After1995 I’ve spent every summer at the cabin on Cadotte Lake in the Superior National Forest in Northern Minnesota, about two hours south of Canada. It became mine a few years earlier when my parents felt they could no longer spend the summer there. Anyway, starting in 2013, I decided that for my birthday, I’d do something I might have thought of, but never did. I knew exactly what I wanted to do. I wanted to drive to Beaver Bay, on the shores of Lake Superior, about 35 miles away, and stop at every creek on the way, take a photo of the identifying sign and check out the creek for future picnic possibilities. I’m wild about picnics. So starting with Apple Creek, there was: Toimi Creek, Petrell Creek, Nelson Creek, Store Creek, Breda Creek, Maki Creek, Murphy Creek, Sullivan Creek, the Cloquet River, W. Branch of the Beaver River, Big Thirty-Nine Creek, Little Thirty-Nine Creek, E. Branch of the Beaver River and finally, Lake Superior.  Minnesota, the Land of 10,000 Lakes has probably four times that many creeks. This trip didn’t have the most auspicious start because shortly after I pulled to the side of the road by Apple Creek, a State Trooper pulled up, got out of his car and asked if I was okay. “Yes, it’s my birthday and I’m stopping at every creek between here and Lake Superior”. The look on his face was, “Okay lady, you’re obviously crazy, but you do you”. When I got to Beaver Bay, I went to the ice cream shop and treated myself to two scoops of black licorice ice cream. Yummy!

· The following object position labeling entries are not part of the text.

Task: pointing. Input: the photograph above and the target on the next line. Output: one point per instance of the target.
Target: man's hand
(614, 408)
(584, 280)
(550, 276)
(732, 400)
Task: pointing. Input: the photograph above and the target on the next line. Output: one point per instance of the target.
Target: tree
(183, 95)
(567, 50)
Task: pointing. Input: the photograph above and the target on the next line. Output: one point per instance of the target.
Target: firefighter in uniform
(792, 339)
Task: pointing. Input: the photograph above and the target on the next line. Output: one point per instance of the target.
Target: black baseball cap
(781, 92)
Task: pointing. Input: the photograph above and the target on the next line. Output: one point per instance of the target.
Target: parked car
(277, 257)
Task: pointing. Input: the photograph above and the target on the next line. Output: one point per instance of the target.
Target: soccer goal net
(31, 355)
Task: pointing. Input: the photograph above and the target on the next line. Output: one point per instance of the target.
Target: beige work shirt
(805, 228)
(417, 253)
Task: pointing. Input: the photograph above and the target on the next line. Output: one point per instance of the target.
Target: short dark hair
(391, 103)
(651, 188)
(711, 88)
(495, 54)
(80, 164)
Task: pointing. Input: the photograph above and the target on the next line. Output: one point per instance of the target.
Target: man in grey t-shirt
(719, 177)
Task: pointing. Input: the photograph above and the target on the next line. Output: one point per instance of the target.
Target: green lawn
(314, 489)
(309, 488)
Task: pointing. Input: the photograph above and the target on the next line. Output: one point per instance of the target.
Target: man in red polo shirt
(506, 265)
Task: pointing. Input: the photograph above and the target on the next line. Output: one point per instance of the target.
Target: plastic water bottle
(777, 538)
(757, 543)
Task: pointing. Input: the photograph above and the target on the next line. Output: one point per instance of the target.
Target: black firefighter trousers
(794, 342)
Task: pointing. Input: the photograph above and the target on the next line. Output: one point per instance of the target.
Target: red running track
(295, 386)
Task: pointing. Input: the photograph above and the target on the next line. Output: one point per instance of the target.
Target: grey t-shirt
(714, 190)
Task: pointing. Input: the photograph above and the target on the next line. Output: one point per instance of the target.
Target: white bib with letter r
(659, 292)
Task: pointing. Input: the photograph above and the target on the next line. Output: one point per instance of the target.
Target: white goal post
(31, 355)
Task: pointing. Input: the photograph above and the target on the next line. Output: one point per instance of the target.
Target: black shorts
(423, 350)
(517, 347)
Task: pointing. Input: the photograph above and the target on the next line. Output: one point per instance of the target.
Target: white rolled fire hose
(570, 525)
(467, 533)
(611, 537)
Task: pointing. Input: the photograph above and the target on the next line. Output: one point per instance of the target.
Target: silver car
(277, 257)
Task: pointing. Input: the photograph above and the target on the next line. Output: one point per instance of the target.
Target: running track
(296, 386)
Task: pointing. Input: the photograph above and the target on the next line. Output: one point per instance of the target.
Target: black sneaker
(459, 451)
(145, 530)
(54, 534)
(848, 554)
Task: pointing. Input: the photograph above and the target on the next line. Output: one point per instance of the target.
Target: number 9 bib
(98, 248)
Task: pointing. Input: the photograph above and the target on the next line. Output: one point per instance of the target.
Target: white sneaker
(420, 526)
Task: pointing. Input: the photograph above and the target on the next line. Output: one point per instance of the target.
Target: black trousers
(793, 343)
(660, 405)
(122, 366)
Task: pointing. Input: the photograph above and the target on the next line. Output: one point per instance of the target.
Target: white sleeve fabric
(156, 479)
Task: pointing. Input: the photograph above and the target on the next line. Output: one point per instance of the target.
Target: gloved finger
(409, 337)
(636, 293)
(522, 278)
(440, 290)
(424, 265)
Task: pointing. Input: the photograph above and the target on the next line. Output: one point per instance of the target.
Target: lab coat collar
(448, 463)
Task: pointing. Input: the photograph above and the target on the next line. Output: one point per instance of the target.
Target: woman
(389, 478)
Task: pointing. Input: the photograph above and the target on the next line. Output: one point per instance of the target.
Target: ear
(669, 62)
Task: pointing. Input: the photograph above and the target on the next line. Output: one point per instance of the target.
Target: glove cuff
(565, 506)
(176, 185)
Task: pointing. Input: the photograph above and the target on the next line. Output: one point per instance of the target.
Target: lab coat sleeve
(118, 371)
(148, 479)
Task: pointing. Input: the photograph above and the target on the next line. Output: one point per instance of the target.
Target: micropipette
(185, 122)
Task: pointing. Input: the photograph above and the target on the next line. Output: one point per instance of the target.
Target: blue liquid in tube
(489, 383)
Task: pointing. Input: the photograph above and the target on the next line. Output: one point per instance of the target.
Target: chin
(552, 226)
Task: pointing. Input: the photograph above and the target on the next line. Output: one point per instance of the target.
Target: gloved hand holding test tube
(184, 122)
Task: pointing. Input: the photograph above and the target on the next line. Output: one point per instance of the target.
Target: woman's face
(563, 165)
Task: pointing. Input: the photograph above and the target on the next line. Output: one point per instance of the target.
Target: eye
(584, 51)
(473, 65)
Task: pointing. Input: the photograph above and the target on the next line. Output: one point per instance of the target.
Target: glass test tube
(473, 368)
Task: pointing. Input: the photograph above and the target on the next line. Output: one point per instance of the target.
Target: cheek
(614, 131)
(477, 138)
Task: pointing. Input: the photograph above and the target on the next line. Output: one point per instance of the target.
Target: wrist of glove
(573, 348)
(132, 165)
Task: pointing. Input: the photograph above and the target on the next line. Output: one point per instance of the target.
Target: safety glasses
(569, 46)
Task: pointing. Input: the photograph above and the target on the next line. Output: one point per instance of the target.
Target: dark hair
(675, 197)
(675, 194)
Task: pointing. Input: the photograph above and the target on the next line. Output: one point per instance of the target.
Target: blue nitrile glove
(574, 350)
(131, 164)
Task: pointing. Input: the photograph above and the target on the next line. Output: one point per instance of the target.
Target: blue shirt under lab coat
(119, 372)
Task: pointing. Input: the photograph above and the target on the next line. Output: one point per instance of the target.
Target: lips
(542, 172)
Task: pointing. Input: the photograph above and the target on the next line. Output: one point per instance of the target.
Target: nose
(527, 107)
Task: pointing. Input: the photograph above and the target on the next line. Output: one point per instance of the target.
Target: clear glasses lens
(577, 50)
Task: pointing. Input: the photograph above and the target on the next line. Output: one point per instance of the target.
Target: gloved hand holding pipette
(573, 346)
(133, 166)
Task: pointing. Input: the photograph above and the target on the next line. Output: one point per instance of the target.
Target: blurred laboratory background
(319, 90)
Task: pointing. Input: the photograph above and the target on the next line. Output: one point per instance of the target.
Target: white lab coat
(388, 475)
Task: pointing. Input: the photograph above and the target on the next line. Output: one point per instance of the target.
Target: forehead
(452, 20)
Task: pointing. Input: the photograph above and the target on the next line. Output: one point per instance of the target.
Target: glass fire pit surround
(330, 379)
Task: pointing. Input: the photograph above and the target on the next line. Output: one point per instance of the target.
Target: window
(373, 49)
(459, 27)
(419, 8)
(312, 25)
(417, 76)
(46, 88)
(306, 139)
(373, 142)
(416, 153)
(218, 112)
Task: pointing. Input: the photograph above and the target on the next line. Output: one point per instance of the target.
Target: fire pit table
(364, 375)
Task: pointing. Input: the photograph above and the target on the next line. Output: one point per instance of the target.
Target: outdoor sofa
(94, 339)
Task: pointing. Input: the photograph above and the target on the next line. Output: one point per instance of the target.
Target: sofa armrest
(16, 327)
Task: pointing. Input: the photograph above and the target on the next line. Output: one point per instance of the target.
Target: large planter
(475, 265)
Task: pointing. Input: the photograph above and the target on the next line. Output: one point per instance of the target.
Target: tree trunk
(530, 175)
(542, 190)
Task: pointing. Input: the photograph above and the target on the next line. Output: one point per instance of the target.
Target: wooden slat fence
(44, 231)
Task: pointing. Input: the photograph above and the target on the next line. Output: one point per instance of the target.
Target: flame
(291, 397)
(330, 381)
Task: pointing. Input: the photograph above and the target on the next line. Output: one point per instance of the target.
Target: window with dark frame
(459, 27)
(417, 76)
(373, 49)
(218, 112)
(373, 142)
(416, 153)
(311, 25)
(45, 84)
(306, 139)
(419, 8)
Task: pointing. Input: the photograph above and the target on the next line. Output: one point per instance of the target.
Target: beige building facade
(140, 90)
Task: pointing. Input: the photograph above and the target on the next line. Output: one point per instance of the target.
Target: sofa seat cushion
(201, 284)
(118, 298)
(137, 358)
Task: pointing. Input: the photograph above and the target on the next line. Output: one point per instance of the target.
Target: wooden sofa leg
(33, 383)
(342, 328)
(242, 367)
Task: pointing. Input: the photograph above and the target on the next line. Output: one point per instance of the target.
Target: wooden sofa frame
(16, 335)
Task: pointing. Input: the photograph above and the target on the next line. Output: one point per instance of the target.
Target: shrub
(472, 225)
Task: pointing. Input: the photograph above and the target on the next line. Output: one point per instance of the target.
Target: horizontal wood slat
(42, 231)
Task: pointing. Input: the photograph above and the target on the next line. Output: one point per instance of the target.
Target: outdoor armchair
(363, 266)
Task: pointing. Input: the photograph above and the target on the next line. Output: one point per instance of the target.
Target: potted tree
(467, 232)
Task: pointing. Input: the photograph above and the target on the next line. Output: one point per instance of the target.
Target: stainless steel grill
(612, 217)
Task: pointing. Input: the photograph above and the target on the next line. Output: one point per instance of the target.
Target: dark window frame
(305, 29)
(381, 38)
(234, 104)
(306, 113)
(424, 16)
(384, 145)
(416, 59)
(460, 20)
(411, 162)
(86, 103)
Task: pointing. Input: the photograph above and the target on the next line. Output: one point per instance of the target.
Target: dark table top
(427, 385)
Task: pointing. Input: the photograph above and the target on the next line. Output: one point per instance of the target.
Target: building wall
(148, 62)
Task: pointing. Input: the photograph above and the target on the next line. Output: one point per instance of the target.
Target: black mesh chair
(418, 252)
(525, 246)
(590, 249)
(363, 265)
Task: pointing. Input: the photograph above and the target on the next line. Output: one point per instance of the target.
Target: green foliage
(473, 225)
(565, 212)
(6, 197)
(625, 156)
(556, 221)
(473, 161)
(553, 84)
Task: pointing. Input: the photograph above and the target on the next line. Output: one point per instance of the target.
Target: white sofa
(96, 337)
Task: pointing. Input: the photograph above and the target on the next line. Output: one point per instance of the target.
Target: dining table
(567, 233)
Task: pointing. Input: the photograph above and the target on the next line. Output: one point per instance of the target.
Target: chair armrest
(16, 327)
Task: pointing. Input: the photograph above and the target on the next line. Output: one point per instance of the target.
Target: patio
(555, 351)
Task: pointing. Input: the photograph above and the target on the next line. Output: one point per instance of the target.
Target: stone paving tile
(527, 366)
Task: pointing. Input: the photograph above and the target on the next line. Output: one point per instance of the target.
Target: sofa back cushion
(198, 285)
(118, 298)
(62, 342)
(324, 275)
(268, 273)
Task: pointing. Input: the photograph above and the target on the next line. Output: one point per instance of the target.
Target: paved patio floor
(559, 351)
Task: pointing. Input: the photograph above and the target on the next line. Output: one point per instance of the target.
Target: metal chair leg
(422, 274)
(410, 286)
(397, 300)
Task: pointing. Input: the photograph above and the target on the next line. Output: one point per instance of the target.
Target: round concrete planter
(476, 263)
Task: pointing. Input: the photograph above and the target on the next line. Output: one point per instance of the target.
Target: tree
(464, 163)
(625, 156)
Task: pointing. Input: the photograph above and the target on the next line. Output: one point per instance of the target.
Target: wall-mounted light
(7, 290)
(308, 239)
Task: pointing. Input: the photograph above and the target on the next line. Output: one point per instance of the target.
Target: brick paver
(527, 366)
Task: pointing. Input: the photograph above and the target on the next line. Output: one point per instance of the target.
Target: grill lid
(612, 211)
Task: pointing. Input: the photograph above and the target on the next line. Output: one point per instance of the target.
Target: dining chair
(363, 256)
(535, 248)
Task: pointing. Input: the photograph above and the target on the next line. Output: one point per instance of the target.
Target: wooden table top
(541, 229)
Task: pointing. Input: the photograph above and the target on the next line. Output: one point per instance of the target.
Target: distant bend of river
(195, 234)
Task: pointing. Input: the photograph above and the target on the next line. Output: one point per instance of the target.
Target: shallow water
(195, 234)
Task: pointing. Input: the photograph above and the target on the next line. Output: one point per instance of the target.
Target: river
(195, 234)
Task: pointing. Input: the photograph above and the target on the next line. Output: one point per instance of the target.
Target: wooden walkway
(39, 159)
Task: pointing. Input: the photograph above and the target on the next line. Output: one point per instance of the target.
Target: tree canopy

Every year since, I’ve done something on this order. I’ve gone to the farmer’s market in Finland, Minnesota, to Palisade Head on the North Shore of Lake Superior, which is 1,1 billion year old and 335 feet above the lake (what a gorgeous view), to a Finnish pioneer homestead quite close by that’s been well preserved from about the 1850’s, to Black Beach, which is really black because the sand is made from the tailings of taconite that are mined pretty close to me. Taconite is a low grade of iron ore and all that remains in those mines now that the rich ore has been removed and turned into steel. Sugar Loaf cove that was used as a holding area for cut trees before they were loaded on boats and taken to saw mills. 



Northern Minnesota has been famous for natural resources since its discovery and even today that’s true. The latest find is helium which has been found about 40 miles north and west of me. Happily for me who doesn’t want to live there full time and isn’t looking for a mining job, the current Federal administration has been able to stop the plans for copper mining. There has never been a copper mine that hasn’t leaked arsenic into the surrounding watershed. The dilemma is that these are very good paying jobs and the area has very little else available. 

This past summer I went to the Sax-Zim Bog, a preserve that is most famous for the owls people frequently photograph in the winter.

And this coming summer – 2024? So far I don’t know. Sometimes I use Google maps to view the area and see if anything interesting pops up. That’s how I found the bog.